LatAm, Caribbean Are Among the Most Attractive Regions for Global Nomads

With nearly 50 countries now offering digital nomad programs, here are some of the hottest destinations and how to apply, according to experts

With a recession, 50% inflation and a cobweb of failed efforts to stabilize the Argentine currency, Buenos Aires has a unique pitch to prospective remote workers: Bring your foreign currency and get more than your money would buy elsewhere - a lot more.
By Paulina Cachero and Claire Ballentine
September 18, 2022 | 08:49 AM

Countries from Costa Rica to Croatia are betting that remote work is here to stay, competing to host digital nomads even as more employers push for a return to office.

The number of remote-work visas has risen exponentially since before the pandemic, with at least 30 countries adding them since 2020 to attract those whose jobs allow them to work from anywhere, according to Nomad Capitalist, which helps entrepreneurs relocate abroad.

The competition is only heating up: at least 12 more countries, including Colombia, are slated to debut remote work programs soon.

They’re vying for a large pool of potential expatriates. There were 15.5 million American digital nomads alone last year, more than double the number in 2019, according to a study by workforce management company MBO Partners. And while the number of workers with that level of flexibility is shrinking, it’s likely to remain well above pre-pandemic levels.

Which Latin American Country Ranks Top for Remote Working?

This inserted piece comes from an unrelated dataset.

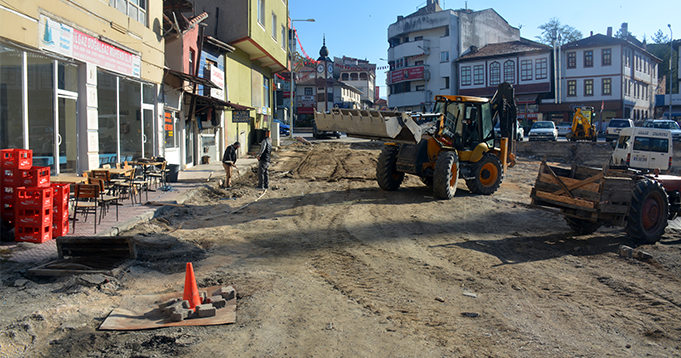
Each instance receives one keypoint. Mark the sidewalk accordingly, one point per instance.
(128, 215)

Despite recent a return-to-office push after Labor Day, the interest in remote work in foreign countries remains strong, according to Nate Blecharczyk, co-founder and chief strategy officer of Airbnb. Bookings for long-term stays — 28 days or more — are the company’s fastest-growing category.

“The work-from-anywhere trend will continue to grow, regardless of return-to-office plans,” said Kathy Gardner, vice president of communications at remote work platform FlexJobs. “Many professionals realized they’ve been just as successful working from home and prefer to have location independence.”

With nearly 50 countries now offering digital nomad programs, here are some of the hottest destinations and how to apply, according to experts. There may be additional fees besides the ones listed here, and processing times may vary.


Antigua and Barbuda

  • This twin-island state offers a two-year digital nomad residency program.
  • How to apply: Submit an application online here.
  • Cost: $1,500 for one person, $2,000 for a couple, $3,000 for a family.
  • Time to process: Five to seven business days.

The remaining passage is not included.